Кухарка на ночь удалялась к себе… дражайшие родственники, явственно осознав, что наследства не будет не то что в ближайшие годы – в ближайшие десятилетия, изволили наконец убраться. В результате дом опустел, а я…
Я вот на подоконнике устроилась. Сад виден. Огрызок луны. Деревья. Дорожка… собак бы завести, пару приличных волкодавов, а то и вправду как-то несолидно… в лабораторию наведаться стоит, полистать бабкины записи и… и я сижу. Смотрю. Дышу на стекло, которое не запотевает, малюю сердечки и рожицы. В голове пустота, на душе маятно. И главное, понять не могу причин. Все ведь хорошо… чудесно даже… я уже не мертва, а что не жива в полной мере… род жаль. Рано или поздно, но я уйду, и что тогда? Кому передавать наследство? Дядюшке? Теткам? Двоюродным братцам моим, которых я видеть не желала и в принципе… Вздох.
– Не спится? – Диттер появился в этом крыле не случайно. Одет. И что одежда дрянная и словно с чужого плеча, дела не меняет.
– Нет, – я отвернулась от окна и призналась. – Не знаю, чем себя занять…

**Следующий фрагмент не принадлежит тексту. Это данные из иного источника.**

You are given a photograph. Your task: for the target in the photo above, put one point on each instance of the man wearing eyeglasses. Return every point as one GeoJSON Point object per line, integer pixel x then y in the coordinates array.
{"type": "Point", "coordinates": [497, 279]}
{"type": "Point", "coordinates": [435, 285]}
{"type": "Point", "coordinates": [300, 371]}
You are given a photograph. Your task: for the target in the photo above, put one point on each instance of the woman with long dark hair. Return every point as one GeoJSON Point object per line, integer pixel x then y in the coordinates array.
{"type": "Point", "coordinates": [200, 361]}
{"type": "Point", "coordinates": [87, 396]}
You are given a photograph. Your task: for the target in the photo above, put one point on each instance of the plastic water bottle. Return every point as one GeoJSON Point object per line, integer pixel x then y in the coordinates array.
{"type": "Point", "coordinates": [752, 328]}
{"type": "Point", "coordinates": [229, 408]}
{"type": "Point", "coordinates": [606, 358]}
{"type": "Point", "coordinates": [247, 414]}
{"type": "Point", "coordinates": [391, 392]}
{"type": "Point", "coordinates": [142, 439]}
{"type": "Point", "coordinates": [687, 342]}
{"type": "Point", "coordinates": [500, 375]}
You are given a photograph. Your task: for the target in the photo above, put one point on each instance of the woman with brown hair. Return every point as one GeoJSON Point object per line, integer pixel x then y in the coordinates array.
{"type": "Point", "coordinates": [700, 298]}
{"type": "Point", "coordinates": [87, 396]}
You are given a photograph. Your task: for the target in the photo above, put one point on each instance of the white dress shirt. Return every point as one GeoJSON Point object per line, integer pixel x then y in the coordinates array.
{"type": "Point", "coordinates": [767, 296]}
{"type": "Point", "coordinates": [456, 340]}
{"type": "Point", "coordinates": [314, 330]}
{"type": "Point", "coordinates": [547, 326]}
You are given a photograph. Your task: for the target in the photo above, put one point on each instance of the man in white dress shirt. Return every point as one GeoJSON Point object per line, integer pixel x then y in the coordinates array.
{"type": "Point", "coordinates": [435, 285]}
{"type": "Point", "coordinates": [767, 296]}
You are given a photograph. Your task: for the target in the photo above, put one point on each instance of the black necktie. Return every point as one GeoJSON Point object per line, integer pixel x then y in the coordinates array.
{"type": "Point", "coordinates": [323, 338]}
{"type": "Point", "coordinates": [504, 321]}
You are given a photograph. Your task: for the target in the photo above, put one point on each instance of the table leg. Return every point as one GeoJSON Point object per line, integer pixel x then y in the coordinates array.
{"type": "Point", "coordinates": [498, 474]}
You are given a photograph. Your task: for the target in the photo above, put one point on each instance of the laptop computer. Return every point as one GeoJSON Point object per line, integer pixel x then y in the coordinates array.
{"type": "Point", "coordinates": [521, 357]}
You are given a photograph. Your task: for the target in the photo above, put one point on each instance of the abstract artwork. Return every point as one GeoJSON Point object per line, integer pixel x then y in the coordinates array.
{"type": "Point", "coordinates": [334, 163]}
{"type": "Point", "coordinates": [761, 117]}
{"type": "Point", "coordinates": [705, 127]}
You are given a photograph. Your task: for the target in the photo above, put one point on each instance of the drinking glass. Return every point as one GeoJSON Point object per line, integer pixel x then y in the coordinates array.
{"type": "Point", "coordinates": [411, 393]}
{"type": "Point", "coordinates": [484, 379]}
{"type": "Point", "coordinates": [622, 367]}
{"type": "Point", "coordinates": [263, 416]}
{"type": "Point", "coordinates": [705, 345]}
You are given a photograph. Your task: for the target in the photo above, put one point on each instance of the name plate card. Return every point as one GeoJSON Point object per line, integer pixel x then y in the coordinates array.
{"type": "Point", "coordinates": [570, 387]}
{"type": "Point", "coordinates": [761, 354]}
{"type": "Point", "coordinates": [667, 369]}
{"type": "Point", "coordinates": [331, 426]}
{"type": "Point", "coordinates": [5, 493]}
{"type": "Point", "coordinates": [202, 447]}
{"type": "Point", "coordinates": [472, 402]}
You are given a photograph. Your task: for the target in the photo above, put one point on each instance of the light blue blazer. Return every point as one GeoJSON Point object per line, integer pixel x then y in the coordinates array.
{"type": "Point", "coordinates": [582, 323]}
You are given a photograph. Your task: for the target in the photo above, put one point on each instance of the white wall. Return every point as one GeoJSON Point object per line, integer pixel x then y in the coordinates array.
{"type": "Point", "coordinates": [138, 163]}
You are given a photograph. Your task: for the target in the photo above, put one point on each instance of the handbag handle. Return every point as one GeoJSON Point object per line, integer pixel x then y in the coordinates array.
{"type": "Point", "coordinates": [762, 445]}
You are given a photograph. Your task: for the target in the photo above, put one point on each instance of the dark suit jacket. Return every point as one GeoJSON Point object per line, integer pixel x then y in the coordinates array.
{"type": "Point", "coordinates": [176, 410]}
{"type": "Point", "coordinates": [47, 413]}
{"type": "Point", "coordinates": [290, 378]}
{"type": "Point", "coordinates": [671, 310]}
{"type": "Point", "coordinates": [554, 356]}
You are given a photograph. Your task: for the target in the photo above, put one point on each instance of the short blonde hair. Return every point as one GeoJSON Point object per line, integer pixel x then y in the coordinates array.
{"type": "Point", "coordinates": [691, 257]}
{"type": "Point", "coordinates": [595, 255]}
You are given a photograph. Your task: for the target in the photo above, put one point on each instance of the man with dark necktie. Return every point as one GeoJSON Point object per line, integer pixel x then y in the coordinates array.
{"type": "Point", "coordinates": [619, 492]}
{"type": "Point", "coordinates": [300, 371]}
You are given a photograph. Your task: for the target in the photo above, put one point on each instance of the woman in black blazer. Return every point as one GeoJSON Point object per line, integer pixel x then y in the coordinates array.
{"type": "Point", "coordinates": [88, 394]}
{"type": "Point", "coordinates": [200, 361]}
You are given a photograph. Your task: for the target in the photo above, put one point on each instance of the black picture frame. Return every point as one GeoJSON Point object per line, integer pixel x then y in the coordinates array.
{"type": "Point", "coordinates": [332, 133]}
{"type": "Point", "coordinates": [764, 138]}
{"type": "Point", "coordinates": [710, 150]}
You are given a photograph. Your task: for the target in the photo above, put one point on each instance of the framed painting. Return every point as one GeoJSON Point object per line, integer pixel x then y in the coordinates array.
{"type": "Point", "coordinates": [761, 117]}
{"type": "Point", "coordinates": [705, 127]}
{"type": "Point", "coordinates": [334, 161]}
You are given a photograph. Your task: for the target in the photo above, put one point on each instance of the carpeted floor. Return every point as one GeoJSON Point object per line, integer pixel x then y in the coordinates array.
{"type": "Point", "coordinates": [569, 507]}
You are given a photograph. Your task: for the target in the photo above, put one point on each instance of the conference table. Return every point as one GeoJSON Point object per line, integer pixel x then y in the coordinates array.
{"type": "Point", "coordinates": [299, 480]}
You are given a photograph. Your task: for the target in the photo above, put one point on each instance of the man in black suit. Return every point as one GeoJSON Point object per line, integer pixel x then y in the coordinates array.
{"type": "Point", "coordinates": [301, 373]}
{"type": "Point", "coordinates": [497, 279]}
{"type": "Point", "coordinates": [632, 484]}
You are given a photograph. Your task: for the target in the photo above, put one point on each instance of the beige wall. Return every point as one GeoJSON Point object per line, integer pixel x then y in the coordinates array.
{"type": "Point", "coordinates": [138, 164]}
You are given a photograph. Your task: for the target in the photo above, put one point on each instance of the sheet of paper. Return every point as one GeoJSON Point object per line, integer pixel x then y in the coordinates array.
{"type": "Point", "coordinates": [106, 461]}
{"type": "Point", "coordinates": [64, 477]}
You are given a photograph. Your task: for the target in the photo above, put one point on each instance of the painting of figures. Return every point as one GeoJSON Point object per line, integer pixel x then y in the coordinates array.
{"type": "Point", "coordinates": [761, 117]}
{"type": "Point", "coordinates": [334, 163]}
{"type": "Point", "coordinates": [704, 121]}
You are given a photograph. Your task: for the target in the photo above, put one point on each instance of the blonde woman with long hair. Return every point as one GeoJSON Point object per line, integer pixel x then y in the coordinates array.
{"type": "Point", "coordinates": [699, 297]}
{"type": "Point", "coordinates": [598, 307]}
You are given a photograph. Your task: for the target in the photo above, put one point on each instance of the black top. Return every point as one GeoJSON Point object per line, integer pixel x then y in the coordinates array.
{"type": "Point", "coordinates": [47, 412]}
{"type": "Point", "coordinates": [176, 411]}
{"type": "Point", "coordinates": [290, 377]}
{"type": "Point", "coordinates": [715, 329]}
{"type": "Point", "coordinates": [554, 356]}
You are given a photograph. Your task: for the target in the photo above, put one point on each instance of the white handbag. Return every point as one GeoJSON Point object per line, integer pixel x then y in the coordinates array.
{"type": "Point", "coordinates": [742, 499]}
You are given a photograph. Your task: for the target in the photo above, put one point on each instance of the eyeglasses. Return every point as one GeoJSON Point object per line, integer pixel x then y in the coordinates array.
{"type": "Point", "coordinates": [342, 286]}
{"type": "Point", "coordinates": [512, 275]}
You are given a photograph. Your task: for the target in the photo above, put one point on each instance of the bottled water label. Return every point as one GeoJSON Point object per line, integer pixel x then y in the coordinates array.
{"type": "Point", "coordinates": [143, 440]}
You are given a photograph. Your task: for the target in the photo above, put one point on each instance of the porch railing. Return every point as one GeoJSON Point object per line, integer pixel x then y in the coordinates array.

В городе наверняка играли вечеринку. С саксофоном, золотой пыльцой и шампанским. Комнаты наверху… карты для тех, кому игра ближе… пошлые шуточки и необязательный секс. И меня бы приняли в ту пустую легкую компанию, которая когда-то – была и я юной да глупой – казалась единственно настоящей и живой в нашем тухлом городе.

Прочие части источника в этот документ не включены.